Example of an HTTP request

PUT /ade77863-109a-475e-8813-5d218aad3105 HTTPS/1.1
Host: example.com
Content-Length: 1245
Content-Type: application/zip
Content-MD5: Z1nJ4MVKEcHnLyD16vBEFA==

[binary file not shown]

Call the Upload Complete API

Send an HTTP POST request to /v3/uploads/{uploadId}/complete. The request body doesn't matter.

This will kick off an asynchronous job that decrypts, unzips, validates, and processes your uploaded bundle against the schema as specified in info.json.

The response is an Upload Validation Status result, as described in the next session. This status result will mostly likely contain the upload ID and a validation status of validationinprogress and not much else.

Validating Your Bundle With Status Calls

After 5 to 30 seconds (depending on the size of the bundle), your bundle should finish processing. To get the status of the upload, send an HTTP GET request to /v3/uploadstatuses/{uploadId}. You should get a response that looks like

{
  "id": "157749af-b166-4b8e-b77b-fc155141a849",
  "messageList": [],
  "status": "succeeded",
  "record": {
    "data": {
      "string.json.string": "This is a string",
      "blob.json.blob": "b72c3894-d544-4449-bcaf-d88063f123ec"
    },
    "userMetadata":{
      "startDateTime":"2017-09-13T15:58:52.704-0700",
      "endDateTime":"2017-09-13T15:59:36.265-0700",
      "taskRunGuid":"d097a0cf-689d-4459-90f5-792b910229da"
    },
    "id": "4f1d0d7e-0487-49c6-bc53-c5a84dacdc2d",
    "schemaId": "upload-test-json-data",
    "schemaRevision": 1,
    "type": "HealthData"
  },
  "type": "UploadValidationStatus"
}
Attribute Name Description
id The same upload ID.
messageList List of validation messages (strings). May be empty if there are no validation warnings or errors.
status Upload validation status. Possible values are:
  • requested - Upload was requested but never uploaded.
  • validation_in_progress - Bundle is still being validated.
  • validation_failed - Bundle failed validation.
  • succeeded - Bundle successfully validated and processed.
record Health data record created from the uploaded bundle. Only the most pertinent fields are listed in this example. It may have additional fields not listed here.
record.data Data parsed from the uploaded bundle into the health data record. For non-attachment fields, the data is inlined in this JSON object. For attachment fields, an attachment ID is used as the value in the key-value pairs.

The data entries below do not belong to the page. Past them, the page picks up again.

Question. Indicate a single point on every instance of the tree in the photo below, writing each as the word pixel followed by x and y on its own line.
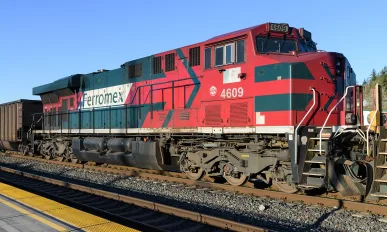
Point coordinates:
pixel 373 75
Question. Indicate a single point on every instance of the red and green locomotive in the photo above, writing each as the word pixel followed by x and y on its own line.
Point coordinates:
pixel 260 103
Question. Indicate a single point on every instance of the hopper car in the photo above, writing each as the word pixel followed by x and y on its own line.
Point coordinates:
pixel 257 104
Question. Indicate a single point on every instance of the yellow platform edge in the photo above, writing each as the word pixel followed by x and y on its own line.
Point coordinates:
pixel 64 213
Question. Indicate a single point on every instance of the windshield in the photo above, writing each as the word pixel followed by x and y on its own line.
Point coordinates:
pixel 265 44
pixel 307 46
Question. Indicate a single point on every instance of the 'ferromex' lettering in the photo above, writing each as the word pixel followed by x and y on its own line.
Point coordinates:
pixel 103 99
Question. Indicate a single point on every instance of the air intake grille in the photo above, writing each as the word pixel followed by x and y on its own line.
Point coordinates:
pixel 213 115
pixel 238 114
pixel 184 115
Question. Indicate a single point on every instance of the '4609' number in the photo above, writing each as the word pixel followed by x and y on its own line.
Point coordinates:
pixel 232 92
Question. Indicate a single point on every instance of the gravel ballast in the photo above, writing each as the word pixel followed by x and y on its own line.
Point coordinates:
pixel 264 212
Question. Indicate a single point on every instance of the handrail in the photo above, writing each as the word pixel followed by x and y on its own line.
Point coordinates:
pixel 330 112
pixel 302 120
pixel 373 117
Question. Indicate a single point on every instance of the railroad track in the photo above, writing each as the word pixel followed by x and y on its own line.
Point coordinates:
pixel 133 212
pixel 180 178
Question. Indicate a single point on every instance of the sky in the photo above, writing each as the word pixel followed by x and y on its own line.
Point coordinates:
pixel 42 41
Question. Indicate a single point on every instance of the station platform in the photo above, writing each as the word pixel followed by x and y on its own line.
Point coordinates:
pixel 24 211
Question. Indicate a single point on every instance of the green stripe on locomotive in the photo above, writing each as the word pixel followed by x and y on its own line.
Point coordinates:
pixel 100 118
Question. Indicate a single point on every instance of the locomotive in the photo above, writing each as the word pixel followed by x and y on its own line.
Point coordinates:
pixel 257 104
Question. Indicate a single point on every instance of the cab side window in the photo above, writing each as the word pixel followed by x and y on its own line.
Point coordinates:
pixel 231 53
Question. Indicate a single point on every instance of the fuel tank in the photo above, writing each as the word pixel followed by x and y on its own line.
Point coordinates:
pixel 125 152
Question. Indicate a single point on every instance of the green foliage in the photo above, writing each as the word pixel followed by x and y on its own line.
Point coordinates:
pixel 369 85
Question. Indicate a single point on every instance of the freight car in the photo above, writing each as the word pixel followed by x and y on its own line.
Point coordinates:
pixel 15 121
pixel 259 104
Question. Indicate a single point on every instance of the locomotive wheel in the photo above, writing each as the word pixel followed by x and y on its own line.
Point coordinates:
pixel 195 175
pixel 236 181
pixel 283 186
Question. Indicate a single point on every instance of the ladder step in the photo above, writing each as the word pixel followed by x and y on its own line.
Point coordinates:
pixel 379 194
pixel 315 172
pixel 317 160
pixel 315 181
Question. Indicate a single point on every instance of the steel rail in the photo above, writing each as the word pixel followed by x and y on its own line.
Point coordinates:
pixel 178 178
pixel 157 207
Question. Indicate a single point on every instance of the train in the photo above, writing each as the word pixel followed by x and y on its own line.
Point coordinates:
pixel 258 104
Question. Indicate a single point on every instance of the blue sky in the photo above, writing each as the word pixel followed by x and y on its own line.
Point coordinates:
pixel 41 41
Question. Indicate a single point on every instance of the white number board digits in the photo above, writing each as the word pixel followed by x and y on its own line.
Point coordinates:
pixel 276 27
pixel 232 92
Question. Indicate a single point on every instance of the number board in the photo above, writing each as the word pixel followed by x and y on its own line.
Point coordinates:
pixel 278 27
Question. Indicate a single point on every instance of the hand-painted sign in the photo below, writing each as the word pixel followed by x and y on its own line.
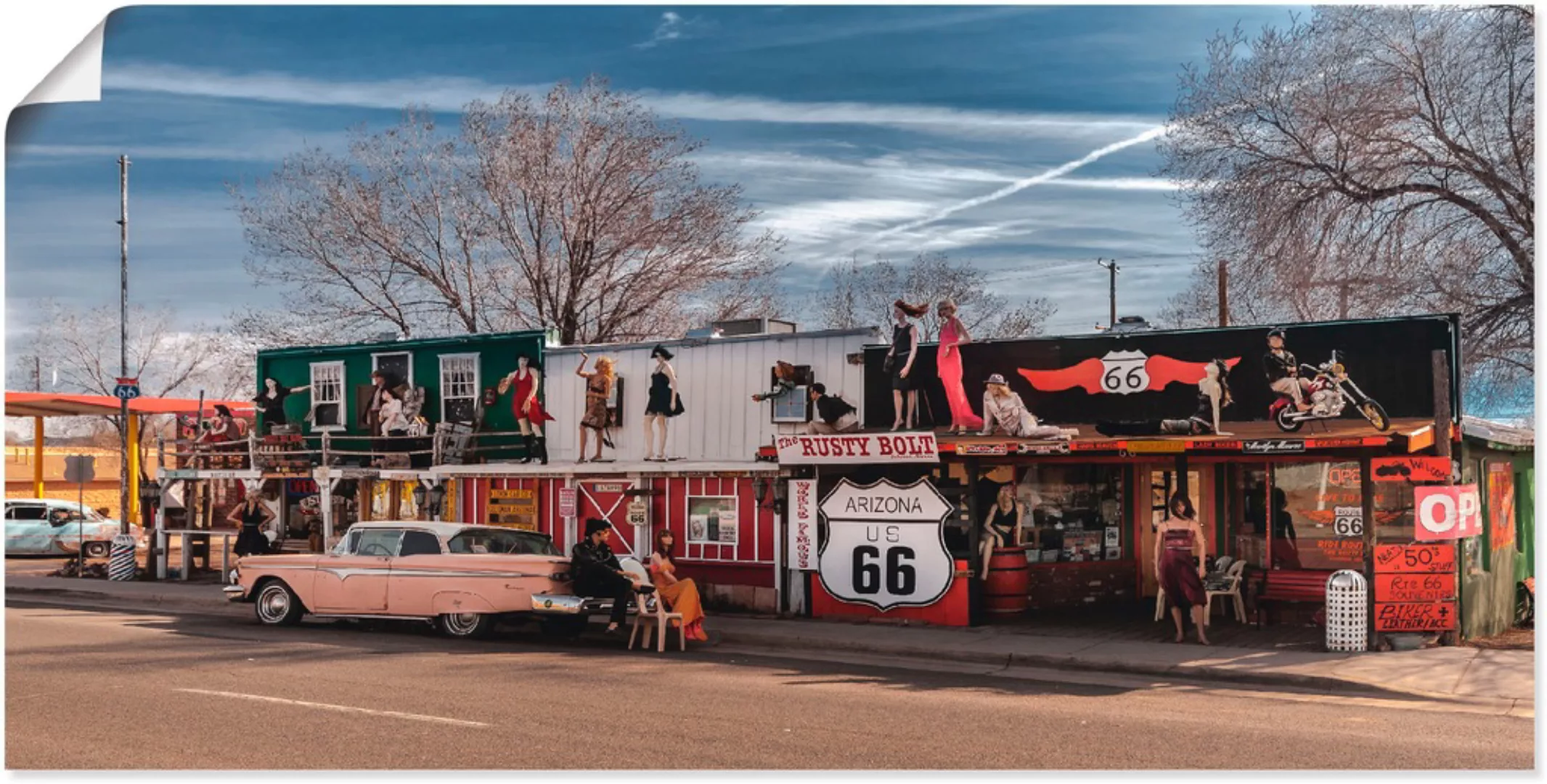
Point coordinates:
pixel 804 525
pixel 885 544
pixel 1411 469
pixel 1414 587
pixel 1273 446
pixel 1448 513
pixel 1120 373
pixel 859 449
pixel 1414 559
pixel 1433 616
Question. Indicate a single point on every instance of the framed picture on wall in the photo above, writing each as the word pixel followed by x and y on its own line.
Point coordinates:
pixel 712 520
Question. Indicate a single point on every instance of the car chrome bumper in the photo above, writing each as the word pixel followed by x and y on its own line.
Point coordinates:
pixel 558 603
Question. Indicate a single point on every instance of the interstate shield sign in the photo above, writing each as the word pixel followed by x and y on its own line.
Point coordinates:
pixel 885 544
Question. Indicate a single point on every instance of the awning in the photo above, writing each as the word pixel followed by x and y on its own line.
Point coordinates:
pixel 50 404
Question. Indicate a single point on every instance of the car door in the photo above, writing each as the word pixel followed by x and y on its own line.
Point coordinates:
pixel 417 574
pixel 28 529
pixel 355 582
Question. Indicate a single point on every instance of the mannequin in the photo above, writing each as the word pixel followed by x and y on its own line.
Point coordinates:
pixel 949 367
pixel 1001 526
pixel 271 402
pixel 529 415
pixel 899 364
pixel 597 388
pixel 663 406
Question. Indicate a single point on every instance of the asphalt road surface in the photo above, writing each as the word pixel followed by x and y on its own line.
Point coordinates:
pixel 90 688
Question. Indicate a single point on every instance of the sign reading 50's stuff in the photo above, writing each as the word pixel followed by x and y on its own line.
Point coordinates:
pixel 885 544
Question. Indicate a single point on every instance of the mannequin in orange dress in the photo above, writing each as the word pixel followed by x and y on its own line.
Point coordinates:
pixel 681 596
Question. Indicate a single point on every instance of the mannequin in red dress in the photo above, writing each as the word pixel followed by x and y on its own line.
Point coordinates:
pixel 529 415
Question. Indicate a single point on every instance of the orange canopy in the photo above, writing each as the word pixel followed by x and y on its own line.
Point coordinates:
pixel 50 404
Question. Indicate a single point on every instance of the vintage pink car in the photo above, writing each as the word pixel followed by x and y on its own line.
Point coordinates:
pixel 462 577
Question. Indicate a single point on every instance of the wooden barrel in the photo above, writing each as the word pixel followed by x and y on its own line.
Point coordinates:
pixel 1009 580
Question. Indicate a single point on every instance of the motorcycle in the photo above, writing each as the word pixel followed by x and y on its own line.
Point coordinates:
pixel 1331 392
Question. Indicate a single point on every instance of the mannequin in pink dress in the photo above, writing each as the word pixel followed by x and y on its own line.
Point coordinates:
pixel 949 364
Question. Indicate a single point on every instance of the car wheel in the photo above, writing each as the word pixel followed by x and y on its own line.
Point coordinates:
pixel 565 626
pixel 465 625
pixel 277 605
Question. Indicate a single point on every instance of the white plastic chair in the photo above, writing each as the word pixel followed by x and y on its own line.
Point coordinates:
pixel 1233 591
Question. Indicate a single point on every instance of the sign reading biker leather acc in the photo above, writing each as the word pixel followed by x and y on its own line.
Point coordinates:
pixel 860 449
pixel 885 544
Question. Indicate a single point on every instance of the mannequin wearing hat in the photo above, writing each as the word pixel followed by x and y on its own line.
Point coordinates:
pixel 529 415
pixel 1005 410
pixel 663 406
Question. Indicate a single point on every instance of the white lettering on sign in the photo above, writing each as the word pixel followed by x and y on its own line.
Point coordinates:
pixel 804 525
pixel 836 450
pixel 885 544
pixel 1447 513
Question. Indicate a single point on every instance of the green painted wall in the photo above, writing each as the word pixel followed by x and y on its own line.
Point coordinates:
pixel 495 351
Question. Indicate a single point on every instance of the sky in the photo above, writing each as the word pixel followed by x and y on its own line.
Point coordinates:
pixel 1013 138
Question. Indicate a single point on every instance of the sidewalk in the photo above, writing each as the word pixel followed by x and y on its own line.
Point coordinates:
pixel 1466 674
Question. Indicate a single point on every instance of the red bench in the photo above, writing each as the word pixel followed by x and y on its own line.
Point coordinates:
pixel 1291 585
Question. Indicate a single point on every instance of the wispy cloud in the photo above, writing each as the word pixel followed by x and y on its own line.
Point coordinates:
pixel 675 27
pixel 451 93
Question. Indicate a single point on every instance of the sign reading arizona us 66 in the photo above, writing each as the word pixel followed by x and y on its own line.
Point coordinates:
pixel 885 544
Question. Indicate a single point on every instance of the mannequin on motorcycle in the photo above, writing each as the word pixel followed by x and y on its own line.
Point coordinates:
pixel 1283 370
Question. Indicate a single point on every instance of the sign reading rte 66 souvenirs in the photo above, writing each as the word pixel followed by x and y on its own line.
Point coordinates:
pixel 885 544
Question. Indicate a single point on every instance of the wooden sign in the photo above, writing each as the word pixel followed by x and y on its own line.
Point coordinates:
pixel 1414 588
pixel 1434 616
pixel 1411 469
pixel 1414 559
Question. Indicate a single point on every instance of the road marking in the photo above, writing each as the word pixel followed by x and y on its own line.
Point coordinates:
pixel 340 709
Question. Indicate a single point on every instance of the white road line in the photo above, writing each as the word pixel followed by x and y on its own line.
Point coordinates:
pixel 343 709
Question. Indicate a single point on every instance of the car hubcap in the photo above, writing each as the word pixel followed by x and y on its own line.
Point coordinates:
pixel 462 624
pixel 274 603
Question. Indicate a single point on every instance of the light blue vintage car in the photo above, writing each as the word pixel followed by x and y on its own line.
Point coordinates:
pixel 45 526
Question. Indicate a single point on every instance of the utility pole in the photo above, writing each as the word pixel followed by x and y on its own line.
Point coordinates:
pixel 1224 293
pixel 1111 266
pixel 123 338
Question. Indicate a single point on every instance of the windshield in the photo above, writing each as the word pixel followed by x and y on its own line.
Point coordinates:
pixel 502 542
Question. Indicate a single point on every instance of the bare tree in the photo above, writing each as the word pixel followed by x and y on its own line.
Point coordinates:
pixel 1371 161
pixel 579 211
pixel 862 294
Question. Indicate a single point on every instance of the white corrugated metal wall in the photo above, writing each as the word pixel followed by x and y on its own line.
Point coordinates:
pixel 715 379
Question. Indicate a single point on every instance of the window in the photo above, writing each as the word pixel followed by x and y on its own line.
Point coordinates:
pixel 458 387
pixel 420 543
pixel 381 543
pixel 327 396
pixel 712 520
pixel 502 542
pixel 398 367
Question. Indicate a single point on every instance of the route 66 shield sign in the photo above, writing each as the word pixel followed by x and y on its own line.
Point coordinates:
pixel 1124 372
pixel 885 544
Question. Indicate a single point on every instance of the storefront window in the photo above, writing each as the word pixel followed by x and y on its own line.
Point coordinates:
pixel 1076 513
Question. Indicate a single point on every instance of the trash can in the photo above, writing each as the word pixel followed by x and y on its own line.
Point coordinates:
pixel 1348 611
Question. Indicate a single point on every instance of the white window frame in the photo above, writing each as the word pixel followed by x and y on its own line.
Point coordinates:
pixel 343 401
pixel 687 518
pixel 376 358
pixel 477 381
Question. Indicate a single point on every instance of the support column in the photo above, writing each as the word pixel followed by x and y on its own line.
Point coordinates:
pixel 38 457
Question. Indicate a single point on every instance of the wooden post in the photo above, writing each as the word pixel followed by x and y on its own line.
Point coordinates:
pixel 38 457
pixel 1366 498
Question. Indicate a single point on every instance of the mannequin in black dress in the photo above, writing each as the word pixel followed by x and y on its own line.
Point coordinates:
pixel 271 402
pixel 663 406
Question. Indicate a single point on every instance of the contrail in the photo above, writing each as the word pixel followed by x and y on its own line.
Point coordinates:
pixel 1023 184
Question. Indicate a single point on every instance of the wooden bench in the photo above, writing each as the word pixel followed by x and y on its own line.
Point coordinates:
pixel 1291 585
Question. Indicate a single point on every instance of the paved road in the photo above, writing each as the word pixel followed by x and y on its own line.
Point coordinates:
pixel 198 692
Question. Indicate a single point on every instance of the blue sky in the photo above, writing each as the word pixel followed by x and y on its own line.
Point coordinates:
pixel 864 128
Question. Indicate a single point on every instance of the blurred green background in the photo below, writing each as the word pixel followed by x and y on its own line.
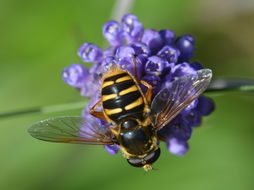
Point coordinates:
pixel 39 38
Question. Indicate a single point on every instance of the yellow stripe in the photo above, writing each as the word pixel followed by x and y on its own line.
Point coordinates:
pixel 108 83
pixel 128 90
pixel 134 104
pixel 113 111
pixel 108 97
pixel 123 79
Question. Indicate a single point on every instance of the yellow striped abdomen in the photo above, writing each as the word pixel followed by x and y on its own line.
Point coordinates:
pixel 121 96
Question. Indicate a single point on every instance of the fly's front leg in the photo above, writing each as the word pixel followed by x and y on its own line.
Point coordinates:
pixel 149 91
pixel 95 113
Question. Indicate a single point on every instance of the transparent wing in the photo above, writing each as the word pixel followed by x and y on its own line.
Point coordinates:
pixel 170 101
pixel 71 130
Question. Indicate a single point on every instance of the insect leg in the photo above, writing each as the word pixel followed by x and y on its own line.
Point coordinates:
pixel 135 68
pixel 149 91
pixel 97 113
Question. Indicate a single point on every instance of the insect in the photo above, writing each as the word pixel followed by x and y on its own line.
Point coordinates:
pixel 133 116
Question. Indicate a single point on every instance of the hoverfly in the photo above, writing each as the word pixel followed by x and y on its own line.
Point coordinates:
pixel 133 116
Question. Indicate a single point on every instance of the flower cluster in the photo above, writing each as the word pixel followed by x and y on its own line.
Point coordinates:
pixel 159 58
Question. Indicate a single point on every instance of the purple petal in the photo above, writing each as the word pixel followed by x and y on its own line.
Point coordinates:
pixel 90 53
pixel 91 86
pixel 75 75
pixel 167 36
pixel 107 63
pixel 140 48
pixel 177 147
pixel 112 149
pixel 169 53
pixel 133 29
pixel 155 65
pixel 186 44
pixel 196 65
pixel 125 52
pixel 113 32
pixel 129 65
pixel 152 39
pixel 110 51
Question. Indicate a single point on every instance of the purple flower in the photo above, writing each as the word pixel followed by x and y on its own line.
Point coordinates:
pixel 155 65
pixel 186 45
pixel 167 36
pixel 75 75
pixel 90 53
pixel 133 29
pixel 125 52
pixel 140 48
pixel 177 147
pixel 169 53
pixel 152 39
pixel 113 32
pixel 149 55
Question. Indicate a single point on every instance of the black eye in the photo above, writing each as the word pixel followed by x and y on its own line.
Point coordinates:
pixel 149 159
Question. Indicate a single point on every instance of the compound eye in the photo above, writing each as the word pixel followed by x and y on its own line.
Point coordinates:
pixel 129 124
pixel 149 159
pixel 136 162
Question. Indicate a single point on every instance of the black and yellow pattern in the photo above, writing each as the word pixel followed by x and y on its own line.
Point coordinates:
pixel 121 96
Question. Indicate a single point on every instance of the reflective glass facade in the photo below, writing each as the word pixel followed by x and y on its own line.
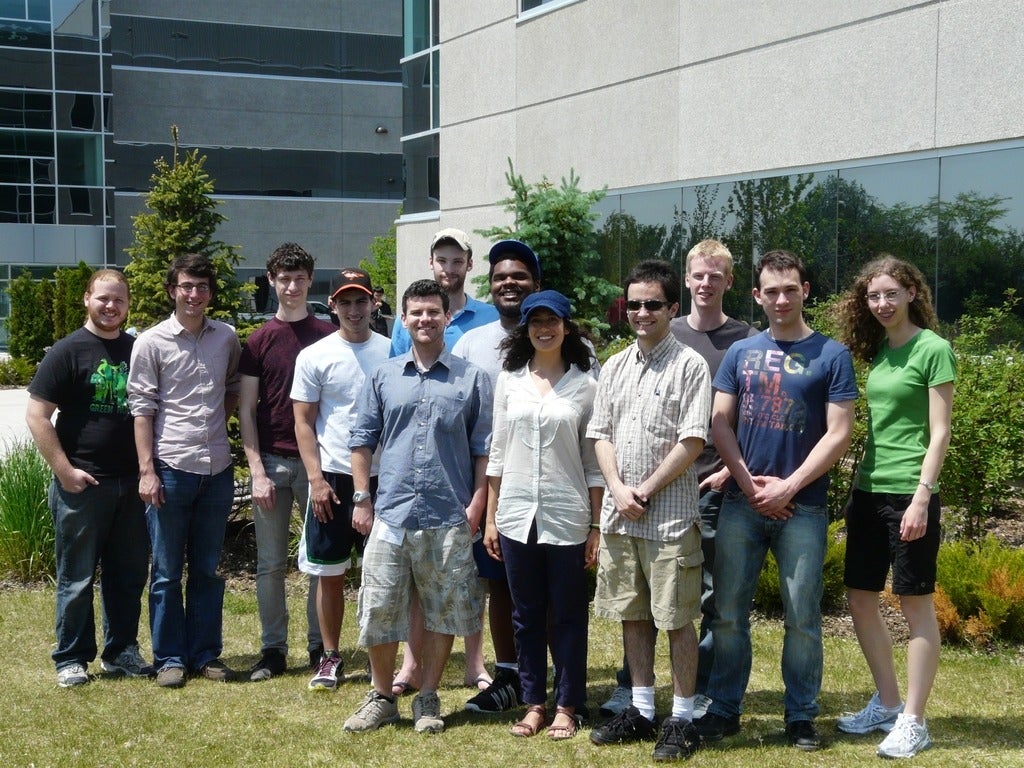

If you are using schemaless health data, this field will be blank.
record.userMetadata Health data metadata, as submitted in the bundle.

NOTE: There is a field called "metadata" in the response, which is different from "userMetadata". The "metadata" field refers to an old legacy feature and has no relation to health data metadata.
record.id Record ID. Very useful if you want to track your bundle's progress through Bridge Server all the way to Synapse. Be sure to remember this as part of your QA process.
record.schemaId Schema ID used to process your bundle. Null for Schemaless uploads.
record.schemaRevision Schema revision of the schema used to process your bundle. Null for Schemaless uploads.
record.type Always "HealthData". Identifies the response type.
type Always "UploadValidationStatus". Identifies the response type.

Validating Your Bundle With Synchronous Mode

Alternatively, you can validate your bundle by making the Upload Complete call in synchronous mode. To do so, add synchronous=true to the query string in your URL (or pass in the appropriate value in the SDK you are using). HTTP example:

/v3/uploads/{uploadId}/complete?synchronous=true

In synchronous mode, instead of kicking off an asynchronous process and returning immediately, the API call will wait until the upload bundle is finished processing (decrypt, unzip, validate, process) before returning the validation status. As such, the validation status will include all of the attributes described above, including the appropriate status and the record data, if present. In essence, synchronous mode allows you to combine the upload complete and get validation status calls into a single call, and you don't have to poll get validation status until it's complete.

Note: Synchronous mode is only recommended for app development. Small uploads may take up to 10 seconds to process. Larger uploads may take longer. This API will automatically timeout on the server side after about 30 seconds.